5. The preprocessing step reduces image resolution to 64x64. It is advised to study the effect of this reduction to the model since this might affect the model.

→ Thank you for the suggestion. We will consider conducting experiments with different resolutions in future studies.

 

6. It is advised to address other eye diseases as well since only considering glaucoma, might limit the model's overall diagnostic utility.

→ Thank you for the suggestion. We will incorporate this into future research to enable classification of other eye diseases as well.

 

7. The results show incredibly accurate and precise values (0.99,1.00). Have you considered the possibility that the data might be overfitted?

→ Since the images used for training and validation were augmented from completely different original datasets, we judged that the probability of overfitting was low. We plan to further investigate this

Round 2

Reviewer 1 Report

Comments and Suggestions for Authors

The ROC curve is strange. Why do you have two curves? One is glaucoma and one is normal? Please explain.

 

Author Response

The ROC curve is strange. Why do you have two curves? One is glaucoma and one is normal? Please explain.

→ It is correct to have two curves, one for glaucoma and one for normal. In a classification problem like this, separate ROC curves for glaucoma and normal help us evaluate the model's performance in distinguishing between the two conditions. Each curve represents the model's ability to correctly identify that particular class (glaucoma or normal) across different thresholds.

Reviewer 3 Report

Comments and Suggestions for Authors

The authors overall performed a well job in the revision of the manuscript.

 

Minor points:

- In the first sentences in the introduction, it still says that AMD and diabetic retinopathy cause harm to the optic disc. Please remove this.

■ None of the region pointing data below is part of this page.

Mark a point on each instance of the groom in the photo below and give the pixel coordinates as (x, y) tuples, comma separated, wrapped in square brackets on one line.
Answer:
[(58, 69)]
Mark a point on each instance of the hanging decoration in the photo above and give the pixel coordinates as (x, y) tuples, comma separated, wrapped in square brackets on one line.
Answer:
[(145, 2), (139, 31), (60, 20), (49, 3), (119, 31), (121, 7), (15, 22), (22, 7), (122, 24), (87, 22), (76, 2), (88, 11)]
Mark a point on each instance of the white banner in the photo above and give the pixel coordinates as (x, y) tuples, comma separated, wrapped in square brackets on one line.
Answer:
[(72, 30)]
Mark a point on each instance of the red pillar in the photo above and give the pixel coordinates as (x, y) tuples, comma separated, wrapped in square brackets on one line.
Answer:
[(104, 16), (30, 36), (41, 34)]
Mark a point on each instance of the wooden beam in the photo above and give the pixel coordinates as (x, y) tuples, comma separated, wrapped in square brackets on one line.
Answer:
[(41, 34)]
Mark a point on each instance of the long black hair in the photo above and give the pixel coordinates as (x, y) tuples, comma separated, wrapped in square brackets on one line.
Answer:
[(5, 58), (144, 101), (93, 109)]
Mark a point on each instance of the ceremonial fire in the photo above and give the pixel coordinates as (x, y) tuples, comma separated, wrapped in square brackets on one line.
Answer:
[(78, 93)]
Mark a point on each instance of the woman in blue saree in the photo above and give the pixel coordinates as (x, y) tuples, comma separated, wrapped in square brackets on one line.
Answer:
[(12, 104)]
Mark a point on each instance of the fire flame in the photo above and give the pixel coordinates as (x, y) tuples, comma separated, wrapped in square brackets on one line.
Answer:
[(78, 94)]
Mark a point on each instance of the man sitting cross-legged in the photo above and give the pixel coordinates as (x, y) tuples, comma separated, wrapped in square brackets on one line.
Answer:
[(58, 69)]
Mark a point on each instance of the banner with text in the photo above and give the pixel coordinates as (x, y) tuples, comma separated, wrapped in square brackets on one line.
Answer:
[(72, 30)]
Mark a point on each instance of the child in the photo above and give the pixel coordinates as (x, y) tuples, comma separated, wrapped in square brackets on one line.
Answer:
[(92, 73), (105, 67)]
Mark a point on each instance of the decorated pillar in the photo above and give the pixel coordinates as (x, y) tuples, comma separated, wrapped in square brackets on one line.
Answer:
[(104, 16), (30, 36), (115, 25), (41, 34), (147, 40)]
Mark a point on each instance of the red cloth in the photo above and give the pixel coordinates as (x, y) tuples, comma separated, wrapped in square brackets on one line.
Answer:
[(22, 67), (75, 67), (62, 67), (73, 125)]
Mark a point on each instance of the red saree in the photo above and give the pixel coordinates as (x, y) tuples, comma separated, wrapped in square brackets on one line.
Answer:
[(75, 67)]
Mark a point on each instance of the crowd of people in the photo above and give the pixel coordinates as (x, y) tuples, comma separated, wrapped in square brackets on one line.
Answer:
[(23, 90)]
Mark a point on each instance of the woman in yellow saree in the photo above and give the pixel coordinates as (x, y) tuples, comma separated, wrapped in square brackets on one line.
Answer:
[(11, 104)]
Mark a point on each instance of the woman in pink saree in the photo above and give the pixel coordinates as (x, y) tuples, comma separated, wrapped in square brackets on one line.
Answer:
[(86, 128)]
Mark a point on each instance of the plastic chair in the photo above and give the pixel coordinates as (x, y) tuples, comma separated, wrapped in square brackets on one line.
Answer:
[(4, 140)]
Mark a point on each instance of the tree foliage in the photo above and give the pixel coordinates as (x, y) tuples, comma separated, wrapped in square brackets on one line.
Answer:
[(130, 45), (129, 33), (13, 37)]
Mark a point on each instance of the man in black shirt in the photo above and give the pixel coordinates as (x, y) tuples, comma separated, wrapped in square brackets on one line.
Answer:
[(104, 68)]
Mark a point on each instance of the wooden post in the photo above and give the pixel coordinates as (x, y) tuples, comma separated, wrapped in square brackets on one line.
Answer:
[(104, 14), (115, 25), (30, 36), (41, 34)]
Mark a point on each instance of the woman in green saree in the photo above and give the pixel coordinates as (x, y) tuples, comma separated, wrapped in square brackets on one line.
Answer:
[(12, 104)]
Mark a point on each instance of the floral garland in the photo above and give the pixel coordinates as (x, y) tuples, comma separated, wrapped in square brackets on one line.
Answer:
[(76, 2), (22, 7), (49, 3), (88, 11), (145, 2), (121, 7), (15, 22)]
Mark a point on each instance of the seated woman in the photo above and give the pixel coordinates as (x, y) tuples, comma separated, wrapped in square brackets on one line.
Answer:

-  Annotations are labeled by trained human readers with quality control management --> I would change this to "the dataset also provided annotations that were labeled by trained human readers with quality control management"

 

Author Response

In the first sentences in the introduction, it still says that AMD and diabetic retinopathy cause harm to the optic disc. Please remove this.

→ I have removed the content related to AMD and diabetic retinopathy causing harm to the optic disc from the first sentences in the introduction as requested.

Annotations are labeled by trained human readers with quality control management --> I would change this to "the dataset also provided annotations that were labeled by trained human readers with quality control management"

→ I have updated the sentence as requested. It now reads: "The dataset also provided annotations that were labeled by trained human readers with quality control management."